Tuesday, August 07, 2007

Customer Service

Got this from someone who's not connected to my network in any way..maybe multiply's having problems right now - but thanks, i found it funny. hehe

This has got to be one of the funniest I've heard in a long time. I think

this guy should have been promoted, not fired. This is a true story from
the WordPerfect Help line which was transcribed from a recording monitoring the Customer Care Department.

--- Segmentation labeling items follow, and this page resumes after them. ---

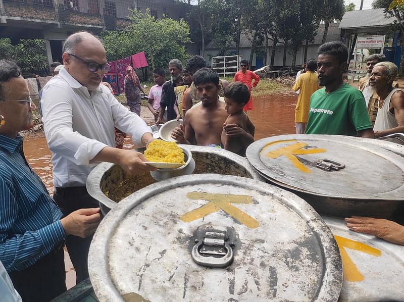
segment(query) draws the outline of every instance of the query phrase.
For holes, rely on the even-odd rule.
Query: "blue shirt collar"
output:
[[[0,134],[0,147],[6,149],[10,153],[14,153],[22,144],[23,140],[24,138],[19,133],[16,138]]]

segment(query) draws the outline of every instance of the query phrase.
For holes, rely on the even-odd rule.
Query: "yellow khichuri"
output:
[[[149,162],[155,163],[185,163],[182,149],[174,141],[155,139],[147,146],[144,156]]]

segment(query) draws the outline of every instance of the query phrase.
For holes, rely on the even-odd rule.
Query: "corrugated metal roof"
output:
[[[339,41],[340,40],[340,31],[338,28],[339,25],[339,22],[335,23],[330,23],[330,26],[328,27],[328,32],[327,34],[327,39],[326,42],[330,41]],[[323,39],[323,34],[324,33],[324,24],[320,24],[319,27],[318,32],[314,38],[314,43],[313,44],[321,44],[321,40]],[[246,34],[241,34],[240,37],[240,48],[251,48],[251,41],[247,39],[247,35]],[[283,40],[281,40],[282,42]],[[281,44],[278,44],[279,46]],[[264,46],[265,45],[263,45]],[[272,46],[272,40],[269,40],[269,46]],[[229,48],[234,48],[236,47],[236,43],[233,43]],[[211,41],[205,46],[205,49],[215,49],[216,48],[215,45],[214,41]]]
[[[339,28],[347,29],[389,26],[394,21],[394,18],[386,18],[383,10],[383,9],[374,9],[347,12],[342,17]]]

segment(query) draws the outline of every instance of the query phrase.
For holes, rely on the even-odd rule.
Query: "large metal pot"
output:
[[[341,135],[280,135],[256,141],[246,155],[268,181],[296,193],[319,213],[398,220],[404,161],[398,148],[387,150],[391,143]]]
[[[404,246],[351,231],[341,218],[322,218],[341,253],[344,280],[339,301],[402,301]]]
[[[170,178],[122,200],[94,236],[88,268],[101,302],[332,301],[342,281],[334,238],[307,203],[217,174]]]
[[[232,152],[212,147],[179,145],[191,151],[195,163],[193,174],[216,173],[264,179],[246,159]],[[144,148],[137,150],[142,152]],[[155,182],[150,173],[129,175],[117,165],[102,163],[90,173],[86,185],[88,193],[98,200],[106,214],[121,199]]]

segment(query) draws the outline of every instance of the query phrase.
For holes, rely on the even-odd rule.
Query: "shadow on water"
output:
[[[256,140],[274,135],[295,133],[294,108],[297,99],[297,95],[292,92],[254,97],[255,109],[248,112],[248,115],[256,126]],[[134,147],[132,139],[130,137],[125,138],[124,148]],[[52,155],[46,139],[37,137],[26,139],[24,151],[27,161],[52,195],[54,188]]]
[[[256,126],[256,140],[281,134],[296,133],[294,108],[297,95],[293,92],[253,97],[254,110],[248,112]]]

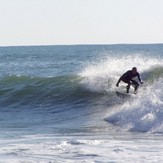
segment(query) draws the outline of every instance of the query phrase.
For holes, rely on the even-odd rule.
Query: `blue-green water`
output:
[[[159,142],[162,44],[0,47],[0,58],[0,161],[118,162],[114,152],[121,152],[126,162],[141,158],[143,149],[134,142],[140,152],[134,157],[133,146],[121,149],[124,139],[144,147],[153,136]],[[115,92],[125,84],[115,84],[134,66],[144,84],[121,99]],[[162,146],[149,146],[146,157],[153,150],[161,161]]]

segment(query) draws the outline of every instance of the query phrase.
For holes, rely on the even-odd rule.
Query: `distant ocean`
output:
[[[0,47],[0,162],[163,162],[163,44]]]

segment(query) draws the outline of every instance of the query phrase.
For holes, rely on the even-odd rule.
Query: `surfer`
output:
[[[139,83],[135,80],[133,80],[134,77],[138,77],[139,79],[139,82],[141,84],[143,84],[141,78],[140,78],[140,74],[137,72],[137,68],[136,67],[133,67],[132,70],[129,70],[127,71],[126,73],[124,73],[118,80],[116,86],[118,87],[119,86],[119,83],[121,81],[123,81],[124,83],[127,83],[127,93],[129,93],[129,89],[130,89],[130,85],[134,85],[134,93],[136,94],[137,93],[137,89],[139,87]]]

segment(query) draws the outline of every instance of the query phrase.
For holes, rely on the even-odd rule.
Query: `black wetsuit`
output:
[[[129,70],[120,77],[118,83],[122,80],[123,82],[128,84],[127,85],[127,93],[129,93],[129,89],[130,89],[131,84],[133,84],[135,86],[135,91],[137,91],[139,83],[132,79],[132,78],[134,78],[136,76],[138,77],[139,82],[141,82],[141,78],[140,78],[139,73],[136,72],[135,74],[133,74],[132,70]]]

Needless to say, the Help Desk employee was fired; however he is currently suing the WordPerfect organization for "Termination without Cause." This is the actual dialogue of a former WordPerfect Customer Support employee (now I know why they record these conversations).
 
Starts here:

Employee--"Rich Hall, Computer Assistance; may I help you?"

Customer--"Yes, well, I'm having trouble with WordPerfect."

Employee--"What sort of trouble?"

Customer--"Well, I was just typing along, and all of
a sudden, the words went away."

Employee--"Went away?"

Customer--"They disappeared."

Employee--"Hmmm......... So what does your screen look like now?"

Customer--"Nothing."

Employee--"Nothing?"

Customer--"It's a blank; it won' t accept anything when I type."

Employee--"Are you still in WordPerfect, or did you get out?"

Customer--"How do I tell?"

Employee--"Can you see the 'C:' prompt on the screen?"

Customer--"What is a sea prompt?"

Employee--"Never mind, can you move your cursor around the screen?"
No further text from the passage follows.